I had a nice long chat with Min today via aim. I like talking to her, because we always share the same thoughts. She told me today that she was "glad that at least we were both on the same boat." I think that we must have complementary star signs or something. I will have to check up on that. She is one of my true friends. She hasn't failed me since tenth grade, when we first bonded over sharing a hellish science fair project. All of my other friends have failed me in a huge way at least once. Well, Kathleen would also go in the catagory of not failing me yet as well. I have a few good friends. No, let me correct that. The people that I call true friends are the best people in this whole damn world. I shall keep them around for a while.
I was talking to three people on aim tonight, and they all had to leave at the same time. Why do things always happen this way? Min went to read some of Pride and Prejudice for school. I can't blame her at all for wanting to get that book finished as soon as possible. Jason forgot to write his notes for his AP Psychology class, so he had to go too. I should have just overnight UPSed my psych notebook from last year. Instant notes! I never get to talk to him for very long. But when we do get to talk, it makes me happy and smiley and all of that other good stuff. Joe ditched me after that because he had bagel bites cooking downstairs. I can't say anything bad about that because I wouldn't want to eat burnt bagel bites either. So, everyone had good reasons for leaving, which eases the pain a little bit. *hehehe*
I don't know what I'm going to do tomorrow. There is supposedly a surprise birthday party for Micheal Micheal tomorrow. Yes, I typed his name twice on purpose. That's my pet name for him. He is one of the youngest friends in the bunch, and he's finally going to join the myraid of seventeen year olds. I have to call Kathleen and get the details of it all. I am not going to the party alone, 'cos I just don't like it. If I can help it, I almost never go anywhere alone, unless I really want to. So I shall call tomorrow. Now that I don't have to worry about soccer...I can have a life!

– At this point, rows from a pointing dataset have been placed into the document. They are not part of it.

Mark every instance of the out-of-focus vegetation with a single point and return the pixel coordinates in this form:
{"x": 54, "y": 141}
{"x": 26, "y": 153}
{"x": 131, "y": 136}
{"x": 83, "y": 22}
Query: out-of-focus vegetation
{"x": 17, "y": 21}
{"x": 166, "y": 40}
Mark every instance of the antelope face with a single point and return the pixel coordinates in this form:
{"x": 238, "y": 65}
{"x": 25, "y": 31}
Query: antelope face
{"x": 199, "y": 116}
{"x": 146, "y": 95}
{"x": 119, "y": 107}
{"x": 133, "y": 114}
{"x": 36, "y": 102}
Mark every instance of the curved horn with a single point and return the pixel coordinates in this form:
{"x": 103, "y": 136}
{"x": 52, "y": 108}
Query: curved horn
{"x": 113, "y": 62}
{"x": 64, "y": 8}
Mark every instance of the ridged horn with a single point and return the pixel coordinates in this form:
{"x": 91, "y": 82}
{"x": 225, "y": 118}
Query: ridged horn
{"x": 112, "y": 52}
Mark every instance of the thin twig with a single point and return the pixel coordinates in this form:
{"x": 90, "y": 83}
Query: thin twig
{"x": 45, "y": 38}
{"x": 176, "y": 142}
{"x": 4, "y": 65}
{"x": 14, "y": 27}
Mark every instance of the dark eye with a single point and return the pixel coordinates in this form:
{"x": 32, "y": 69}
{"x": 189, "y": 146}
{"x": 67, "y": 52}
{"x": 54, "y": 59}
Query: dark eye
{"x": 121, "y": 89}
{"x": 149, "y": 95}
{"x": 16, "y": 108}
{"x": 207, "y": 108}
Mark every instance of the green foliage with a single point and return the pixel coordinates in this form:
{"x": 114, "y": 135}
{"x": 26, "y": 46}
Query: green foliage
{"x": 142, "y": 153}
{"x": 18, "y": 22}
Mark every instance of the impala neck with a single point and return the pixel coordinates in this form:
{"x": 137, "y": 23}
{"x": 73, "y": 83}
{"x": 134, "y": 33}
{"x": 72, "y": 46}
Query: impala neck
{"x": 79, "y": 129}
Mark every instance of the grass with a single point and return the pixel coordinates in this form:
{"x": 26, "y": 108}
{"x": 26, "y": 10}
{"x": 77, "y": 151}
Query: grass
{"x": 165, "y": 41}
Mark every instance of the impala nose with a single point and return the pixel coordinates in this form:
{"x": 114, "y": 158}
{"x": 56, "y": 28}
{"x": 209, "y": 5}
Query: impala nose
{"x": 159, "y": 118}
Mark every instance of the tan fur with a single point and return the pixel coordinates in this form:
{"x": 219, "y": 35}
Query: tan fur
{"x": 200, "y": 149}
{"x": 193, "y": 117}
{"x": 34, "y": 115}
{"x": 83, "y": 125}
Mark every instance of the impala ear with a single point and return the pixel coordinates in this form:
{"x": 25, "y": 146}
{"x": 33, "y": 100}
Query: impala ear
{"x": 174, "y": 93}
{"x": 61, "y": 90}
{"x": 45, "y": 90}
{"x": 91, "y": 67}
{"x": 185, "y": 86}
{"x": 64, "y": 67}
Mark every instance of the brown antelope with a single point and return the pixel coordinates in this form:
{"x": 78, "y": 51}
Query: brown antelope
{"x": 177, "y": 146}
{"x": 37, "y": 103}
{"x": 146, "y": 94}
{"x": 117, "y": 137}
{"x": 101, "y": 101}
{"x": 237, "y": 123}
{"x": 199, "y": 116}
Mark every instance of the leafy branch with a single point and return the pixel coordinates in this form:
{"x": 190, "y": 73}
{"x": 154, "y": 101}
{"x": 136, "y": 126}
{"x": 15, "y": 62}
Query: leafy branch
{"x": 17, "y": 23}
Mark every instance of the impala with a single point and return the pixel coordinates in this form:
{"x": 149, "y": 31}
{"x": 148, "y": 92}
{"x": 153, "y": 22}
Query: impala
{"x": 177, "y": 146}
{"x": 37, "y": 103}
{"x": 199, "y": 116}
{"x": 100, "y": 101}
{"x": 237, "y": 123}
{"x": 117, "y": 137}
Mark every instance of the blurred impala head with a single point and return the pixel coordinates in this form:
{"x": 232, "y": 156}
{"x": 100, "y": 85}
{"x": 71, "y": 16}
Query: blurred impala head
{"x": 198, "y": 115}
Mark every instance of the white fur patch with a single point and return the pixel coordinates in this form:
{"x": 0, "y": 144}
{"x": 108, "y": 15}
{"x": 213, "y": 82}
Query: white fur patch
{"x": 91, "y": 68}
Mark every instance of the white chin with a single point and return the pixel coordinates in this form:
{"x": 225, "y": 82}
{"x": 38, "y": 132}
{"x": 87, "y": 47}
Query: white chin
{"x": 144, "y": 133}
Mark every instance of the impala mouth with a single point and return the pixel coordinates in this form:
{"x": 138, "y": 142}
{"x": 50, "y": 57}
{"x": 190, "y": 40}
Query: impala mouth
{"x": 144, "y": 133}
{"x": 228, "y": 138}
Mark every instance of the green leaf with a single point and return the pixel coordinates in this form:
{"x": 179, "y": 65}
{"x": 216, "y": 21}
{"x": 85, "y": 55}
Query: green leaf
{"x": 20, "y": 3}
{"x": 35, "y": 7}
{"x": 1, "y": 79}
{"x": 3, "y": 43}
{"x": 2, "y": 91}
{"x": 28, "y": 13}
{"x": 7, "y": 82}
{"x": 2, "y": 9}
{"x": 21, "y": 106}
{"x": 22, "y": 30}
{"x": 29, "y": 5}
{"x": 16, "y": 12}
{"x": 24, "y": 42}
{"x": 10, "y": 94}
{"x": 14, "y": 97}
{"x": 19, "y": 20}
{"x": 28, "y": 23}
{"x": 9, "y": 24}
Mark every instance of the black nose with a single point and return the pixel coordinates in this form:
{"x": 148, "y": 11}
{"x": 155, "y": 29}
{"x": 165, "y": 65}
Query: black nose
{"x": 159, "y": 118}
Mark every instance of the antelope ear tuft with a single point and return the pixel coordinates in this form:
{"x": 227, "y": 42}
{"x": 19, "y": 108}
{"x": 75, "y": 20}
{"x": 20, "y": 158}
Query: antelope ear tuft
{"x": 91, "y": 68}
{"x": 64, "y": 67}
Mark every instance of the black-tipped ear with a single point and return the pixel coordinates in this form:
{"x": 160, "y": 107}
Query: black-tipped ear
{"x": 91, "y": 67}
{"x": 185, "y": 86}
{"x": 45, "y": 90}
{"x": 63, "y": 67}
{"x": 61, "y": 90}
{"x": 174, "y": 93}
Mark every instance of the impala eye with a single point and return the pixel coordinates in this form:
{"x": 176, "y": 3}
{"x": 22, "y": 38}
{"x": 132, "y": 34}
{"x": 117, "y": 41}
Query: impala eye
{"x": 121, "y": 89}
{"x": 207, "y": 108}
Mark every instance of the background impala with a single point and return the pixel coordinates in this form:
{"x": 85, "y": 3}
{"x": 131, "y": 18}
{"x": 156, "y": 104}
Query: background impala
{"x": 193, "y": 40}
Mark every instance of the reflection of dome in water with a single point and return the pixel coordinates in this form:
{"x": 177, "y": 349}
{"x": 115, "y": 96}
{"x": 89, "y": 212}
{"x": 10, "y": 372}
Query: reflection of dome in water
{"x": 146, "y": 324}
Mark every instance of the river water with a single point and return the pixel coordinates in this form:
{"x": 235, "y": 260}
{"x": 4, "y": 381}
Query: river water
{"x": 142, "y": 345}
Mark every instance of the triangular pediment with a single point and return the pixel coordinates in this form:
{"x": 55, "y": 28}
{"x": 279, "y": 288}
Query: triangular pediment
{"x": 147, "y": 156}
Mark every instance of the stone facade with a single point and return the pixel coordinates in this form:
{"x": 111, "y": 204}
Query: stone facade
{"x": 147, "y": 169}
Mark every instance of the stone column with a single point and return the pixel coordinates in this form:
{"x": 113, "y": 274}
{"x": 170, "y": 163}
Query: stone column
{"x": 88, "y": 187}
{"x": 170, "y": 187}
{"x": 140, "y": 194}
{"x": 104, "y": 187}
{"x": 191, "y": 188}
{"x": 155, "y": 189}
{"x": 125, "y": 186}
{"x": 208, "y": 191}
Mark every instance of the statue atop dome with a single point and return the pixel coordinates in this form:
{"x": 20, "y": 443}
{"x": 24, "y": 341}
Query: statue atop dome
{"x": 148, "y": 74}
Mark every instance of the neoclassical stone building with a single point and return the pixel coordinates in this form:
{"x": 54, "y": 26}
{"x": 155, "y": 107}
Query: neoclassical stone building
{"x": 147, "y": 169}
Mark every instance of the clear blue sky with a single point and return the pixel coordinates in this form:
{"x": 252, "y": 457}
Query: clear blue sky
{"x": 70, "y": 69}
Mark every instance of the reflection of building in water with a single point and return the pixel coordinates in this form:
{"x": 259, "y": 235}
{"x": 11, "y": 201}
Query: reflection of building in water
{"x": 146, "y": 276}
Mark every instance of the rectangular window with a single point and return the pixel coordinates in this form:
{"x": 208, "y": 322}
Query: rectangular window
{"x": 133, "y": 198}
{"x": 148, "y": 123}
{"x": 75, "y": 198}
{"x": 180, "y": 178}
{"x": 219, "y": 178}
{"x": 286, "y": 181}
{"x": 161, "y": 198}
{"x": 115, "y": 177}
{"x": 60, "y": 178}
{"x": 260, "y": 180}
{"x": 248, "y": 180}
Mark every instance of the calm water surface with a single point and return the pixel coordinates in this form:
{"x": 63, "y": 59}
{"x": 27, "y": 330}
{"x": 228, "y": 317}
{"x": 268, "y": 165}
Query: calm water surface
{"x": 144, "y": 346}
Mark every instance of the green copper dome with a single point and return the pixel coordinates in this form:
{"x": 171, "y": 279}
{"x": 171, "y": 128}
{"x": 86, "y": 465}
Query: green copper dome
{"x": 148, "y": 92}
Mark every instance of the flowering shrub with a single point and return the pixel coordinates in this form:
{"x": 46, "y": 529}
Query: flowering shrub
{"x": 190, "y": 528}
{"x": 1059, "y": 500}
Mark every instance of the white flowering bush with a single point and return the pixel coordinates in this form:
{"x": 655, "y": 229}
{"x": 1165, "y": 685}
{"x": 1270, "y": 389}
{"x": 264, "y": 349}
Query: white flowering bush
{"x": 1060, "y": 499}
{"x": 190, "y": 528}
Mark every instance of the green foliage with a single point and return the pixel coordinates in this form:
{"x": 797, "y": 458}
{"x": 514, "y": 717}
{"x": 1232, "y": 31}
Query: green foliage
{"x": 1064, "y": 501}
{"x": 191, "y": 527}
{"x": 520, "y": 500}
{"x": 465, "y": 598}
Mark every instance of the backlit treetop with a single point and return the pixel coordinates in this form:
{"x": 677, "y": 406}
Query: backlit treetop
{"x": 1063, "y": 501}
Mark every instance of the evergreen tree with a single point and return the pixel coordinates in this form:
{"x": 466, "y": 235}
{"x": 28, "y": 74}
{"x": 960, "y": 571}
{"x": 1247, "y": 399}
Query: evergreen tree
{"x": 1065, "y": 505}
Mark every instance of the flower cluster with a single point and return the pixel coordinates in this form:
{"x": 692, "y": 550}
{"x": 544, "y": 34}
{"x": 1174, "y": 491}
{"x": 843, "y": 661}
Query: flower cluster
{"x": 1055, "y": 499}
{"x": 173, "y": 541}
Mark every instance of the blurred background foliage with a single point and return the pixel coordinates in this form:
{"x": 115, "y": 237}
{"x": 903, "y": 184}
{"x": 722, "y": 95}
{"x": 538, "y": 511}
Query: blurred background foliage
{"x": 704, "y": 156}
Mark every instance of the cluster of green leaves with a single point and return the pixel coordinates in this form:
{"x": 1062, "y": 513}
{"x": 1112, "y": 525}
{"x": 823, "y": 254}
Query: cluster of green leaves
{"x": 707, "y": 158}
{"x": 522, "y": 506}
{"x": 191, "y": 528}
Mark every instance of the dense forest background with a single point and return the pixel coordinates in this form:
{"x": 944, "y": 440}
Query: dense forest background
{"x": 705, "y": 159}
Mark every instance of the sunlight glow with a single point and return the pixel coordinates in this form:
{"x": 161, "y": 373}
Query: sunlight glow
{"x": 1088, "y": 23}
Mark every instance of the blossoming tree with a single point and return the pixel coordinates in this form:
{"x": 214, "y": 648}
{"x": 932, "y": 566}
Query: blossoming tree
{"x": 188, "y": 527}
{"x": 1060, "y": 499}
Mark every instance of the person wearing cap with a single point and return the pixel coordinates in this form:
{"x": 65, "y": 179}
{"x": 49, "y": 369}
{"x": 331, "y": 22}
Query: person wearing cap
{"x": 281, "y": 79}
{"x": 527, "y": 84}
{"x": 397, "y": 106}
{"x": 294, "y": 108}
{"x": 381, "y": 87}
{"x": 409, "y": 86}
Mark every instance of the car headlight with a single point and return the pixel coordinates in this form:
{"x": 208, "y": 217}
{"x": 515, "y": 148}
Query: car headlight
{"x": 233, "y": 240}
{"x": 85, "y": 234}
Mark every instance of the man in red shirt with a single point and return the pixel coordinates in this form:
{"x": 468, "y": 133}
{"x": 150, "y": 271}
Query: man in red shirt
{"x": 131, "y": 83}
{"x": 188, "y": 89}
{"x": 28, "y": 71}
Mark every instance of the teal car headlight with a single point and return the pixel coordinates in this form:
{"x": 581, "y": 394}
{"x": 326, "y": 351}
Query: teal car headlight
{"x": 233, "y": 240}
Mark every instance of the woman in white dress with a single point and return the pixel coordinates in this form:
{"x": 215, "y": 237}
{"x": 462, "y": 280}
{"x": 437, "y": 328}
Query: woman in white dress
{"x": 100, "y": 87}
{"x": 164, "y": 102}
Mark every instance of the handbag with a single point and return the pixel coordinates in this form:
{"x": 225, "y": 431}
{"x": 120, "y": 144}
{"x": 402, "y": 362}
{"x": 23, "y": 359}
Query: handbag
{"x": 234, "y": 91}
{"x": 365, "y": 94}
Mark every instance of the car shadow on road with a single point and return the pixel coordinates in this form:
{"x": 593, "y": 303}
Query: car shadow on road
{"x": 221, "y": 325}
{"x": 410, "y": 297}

I am back to writing cracky entries again. I'm sorry everyone. I have to write in my blog at least one more time tonight. I wanted to do some sewing tonight, and biology homework, but I didn't do either. Maybe I'll still read my Spanish book. The story is pretty cute. I don't really have to finish it, but I've just been reading it on the side because it will help me remember stuff more easily once school starts. Plus, I wanted to learn more idioms and other expressions, and the book is chock full of them, with explanations. I like being able to read in another language. It makes me feel special. This means I can sing in Spanish too! Yay!
I didn't find out until later today that Aaliyah had died. I saw it online, but I thought that it was a hoax or something. I felt so awful when I had learned that it was true. I loved a lot of her songs, and I thought she was an awesome dancer with a beautiful voice. We've lost her as well as the others on the plane, which sure was tragic. Well, I am not one that prays that much, but the families of everyone who went down in that plane shall be remembered in my prayers. I hate when people die...anyone. I don't know why. Well, It's late, and I should be getting to bed soon.